Bit Manipulation
Bit Manipulation
Bit manipulation involves working with the individual bits of a number's binary representation. It can lead to extremely fast and memory-efficient solutions for certain types of problems.
Core Bitwise Operators
| Operator | Name | Description |
|---|---|---|
| & | AND | Sets bit to 1 if both bits are 1. |
| | | OR | Sets bit to 1 if at least one bit is 1. |
| ^ | XOR | Sets bit to 1 if only one bit is 1. |
| ~ | NOT | Inverts all the bits. |
| << | Left Shift | Shifts bits left, filling with 0s (x << k is x * 2^k). |
| >> | Right Shift | Shifts bits right (floor(x / 2^k)). |
Bit Masks
A bit mask is a variable that helps you work with specific bits in another variable. It's a way to represent subsets or properties using the bits of an integer.

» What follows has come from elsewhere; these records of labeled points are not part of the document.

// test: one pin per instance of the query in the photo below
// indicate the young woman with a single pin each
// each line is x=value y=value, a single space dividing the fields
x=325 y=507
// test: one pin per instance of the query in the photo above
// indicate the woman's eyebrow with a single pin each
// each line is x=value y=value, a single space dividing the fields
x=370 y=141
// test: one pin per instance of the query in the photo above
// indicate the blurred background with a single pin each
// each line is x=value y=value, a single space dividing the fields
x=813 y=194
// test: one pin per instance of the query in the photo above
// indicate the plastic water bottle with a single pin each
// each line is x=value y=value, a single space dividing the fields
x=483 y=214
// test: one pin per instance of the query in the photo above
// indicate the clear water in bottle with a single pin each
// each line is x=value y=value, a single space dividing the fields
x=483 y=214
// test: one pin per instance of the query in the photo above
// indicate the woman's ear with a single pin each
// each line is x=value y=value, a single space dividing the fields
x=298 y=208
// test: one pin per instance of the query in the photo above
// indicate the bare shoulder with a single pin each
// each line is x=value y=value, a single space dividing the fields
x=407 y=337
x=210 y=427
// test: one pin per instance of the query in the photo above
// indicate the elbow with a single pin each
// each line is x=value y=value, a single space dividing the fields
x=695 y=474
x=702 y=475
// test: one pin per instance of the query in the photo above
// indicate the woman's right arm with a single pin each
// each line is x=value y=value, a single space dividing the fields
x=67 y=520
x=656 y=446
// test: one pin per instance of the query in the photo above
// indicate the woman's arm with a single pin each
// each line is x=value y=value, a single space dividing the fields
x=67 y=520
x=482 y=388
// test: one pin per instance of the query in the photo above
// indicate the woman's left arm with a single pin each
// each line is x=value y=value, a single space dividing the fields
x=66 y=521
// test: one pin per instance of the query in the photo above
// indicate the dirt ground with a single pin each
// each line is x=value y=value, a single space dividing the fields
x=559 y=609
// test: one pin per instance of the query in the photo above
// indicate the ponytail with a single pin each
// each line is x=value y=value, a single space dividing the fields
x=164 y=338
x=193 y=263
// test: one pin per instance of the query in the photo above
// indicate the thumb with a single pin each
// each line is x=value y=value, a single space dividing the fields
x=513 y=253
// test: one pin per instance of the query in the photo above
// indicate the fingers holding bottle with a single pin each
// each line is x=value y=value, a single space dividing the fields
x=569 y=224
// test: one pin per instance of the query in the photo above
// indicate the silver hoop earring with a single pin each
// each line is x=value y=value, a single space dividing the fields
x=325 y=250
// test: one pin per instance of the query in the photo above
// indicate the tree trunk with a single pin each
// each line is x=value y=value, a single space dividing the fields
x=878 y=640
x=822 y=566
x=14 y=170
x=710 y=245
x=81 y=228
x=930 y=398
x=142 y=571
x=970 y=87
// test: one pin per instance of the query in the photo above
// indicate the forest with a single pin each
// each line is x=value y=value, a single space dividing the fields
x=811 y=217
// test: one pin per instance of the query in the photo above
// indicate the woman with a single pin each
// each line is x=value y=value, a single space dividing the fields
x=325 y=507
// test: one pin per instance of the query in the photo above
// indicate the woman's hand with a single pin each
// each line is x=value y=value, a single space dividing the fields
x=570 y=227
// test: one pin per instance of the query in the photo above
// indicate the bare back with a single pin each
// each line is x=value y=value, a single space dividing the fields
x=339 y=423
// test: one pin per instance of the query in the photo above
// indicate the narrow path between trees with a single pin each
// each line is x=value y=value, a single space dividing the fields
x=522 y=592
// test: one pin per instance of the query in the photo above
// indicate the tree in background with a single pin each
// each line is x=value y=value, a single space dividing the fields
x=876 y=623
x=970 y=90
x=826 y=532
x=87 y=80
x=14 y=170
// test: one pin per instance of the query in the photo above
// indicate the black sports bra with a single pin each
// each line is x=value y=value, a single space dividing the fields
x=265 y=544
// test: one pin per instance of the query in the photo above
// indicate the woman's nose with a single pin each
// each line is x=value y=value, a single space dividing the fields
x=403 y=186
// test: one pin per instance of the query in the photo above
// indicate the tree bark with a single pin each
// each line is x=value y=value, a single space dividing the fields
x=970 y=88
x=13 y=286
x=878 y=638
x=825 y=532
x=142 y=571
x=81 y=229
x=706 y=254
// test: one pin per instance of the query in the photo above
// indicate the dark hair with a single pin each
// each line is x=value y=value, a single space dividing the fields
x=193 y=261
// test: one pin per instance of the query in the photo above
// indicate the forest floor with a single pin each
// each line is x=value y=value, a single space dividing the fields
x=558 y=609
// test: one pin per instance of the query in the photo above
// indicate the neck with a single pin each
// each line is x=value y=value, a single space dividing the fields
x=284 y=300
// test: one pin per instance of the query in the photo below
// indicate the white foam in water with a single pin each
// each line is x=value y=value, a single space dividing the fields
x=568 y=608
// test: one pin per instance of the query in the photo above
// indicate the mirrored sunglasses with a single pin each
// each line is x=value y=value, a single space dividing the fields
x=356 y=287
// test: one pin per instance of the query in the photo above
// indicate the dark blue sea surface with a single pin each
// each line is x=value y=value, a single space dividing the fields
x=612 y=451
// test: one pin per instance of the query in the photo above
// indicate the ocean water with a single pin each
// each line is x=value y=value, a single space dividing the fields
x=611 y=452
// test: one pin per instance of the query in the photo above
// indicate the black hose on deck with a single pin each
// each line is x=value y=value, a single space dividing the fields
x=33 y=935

Common Operations (0-indexed from right)
- Check if k-th bit is set:
(mask & (1 << k)) != 0 - Set k-th bit to 1:
mask |= (1 << k) - Set k-th bit to 0:
mask &= ~(1 << k) - Toggle k-th bit:
mask ^= (1 << k) - Count set bits: In C++, use
__builtin_popcount(mask).
Applications
1. Representing Subsets:
An integer from 0 to 2ⁿ-1 can represent all 2ⁿ subsets of a set of n elements. The k-th bit is 1 if the k-th element is in the subset, and 0 otherwise.
# Python: Iterate through all subsets of {0, 1, ..., n-1}
for i in range(1 << n):
subset = []
for j in range(n):
if (i & (1 << j)):
subset.append(j)
# process subset
2. DP with Bitmasking:
This is a powerful technique for solving DP problems where the state needs to keep track of a subset of items. For example, in the Traveling Salesman Problem, the state could be dp[mask][last_city], where mask represents the set of visited cities.
3. Finding the Single Non-Repeating Number:
If an array contains numbers where every number appears twice except for one, you can find the unique one by XORing all the elements together. Since x ^ x = 0 and x ^ 0 = x, all the paired numbers will cancel out, leaving only the unique number.